The 31-year-old right-hander is 3-5 with a 2.91 ERA and 14 saves in 20 chances this season. He has 72 strikeouts and 15 walks in 58 2/3 innings.

“I feel so happy,” Gallegos said before the Cardinals played the Pirates in Pittsburgh. “I don’t have the word for exactly how I’m feeling.”

He was obtained from the Yankees in July 2018 along with left-hander Chasen Shreve in the trade that sent first baseman Luke Voit to New York. Gallegos is 14-15 with a 3.02 ERA and 34 saves in six major league seasons.

Gallegos gets a $500,000 signing bonus and salaries of $4.5 million next year and $5.5 million in 2024. St. Louis has a $6.5 million team option for 2025 with a $500,000 buyout.

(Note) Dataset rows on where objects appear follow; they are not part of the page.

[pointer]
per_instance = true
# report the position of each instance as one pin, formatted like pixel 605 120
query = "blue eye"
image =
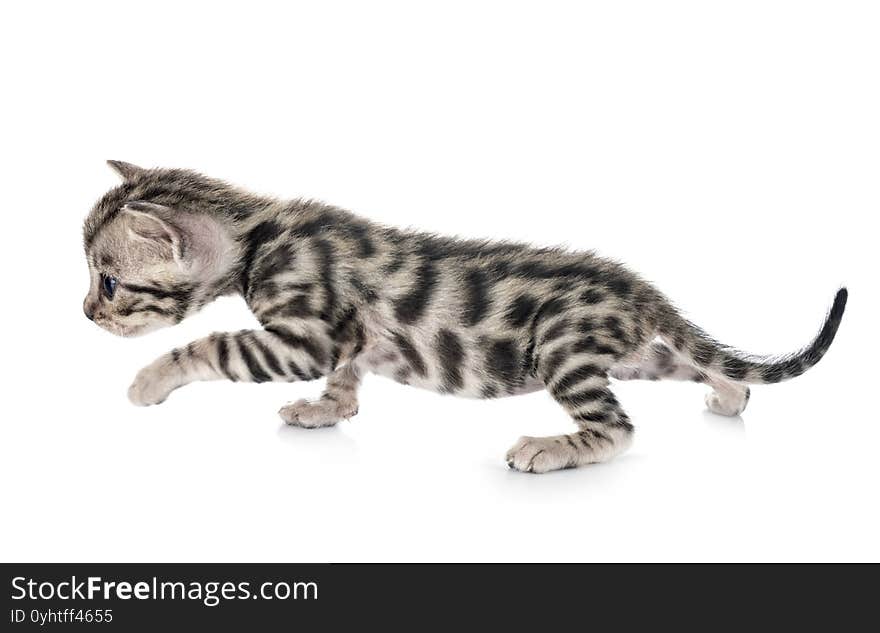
pixel 108 285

His 2025 option price can increase by up to $3.5 million for games finished in 2024: $500,000 each for 20-25 and 26-30 and 31-35, and $1 million apiece for 36-40 and 41 or more.

He would get $250,000 for winning the Rivera/Hoffman reliever of the year award, $50,000 for All-Star selection and World Series MVP and $25,000 for League Championship Series MVP.

Gallegos has a $2.41 million salary this year.

He was eligible for salary arbitration and is potentially eligible for free agency after the 2024 season.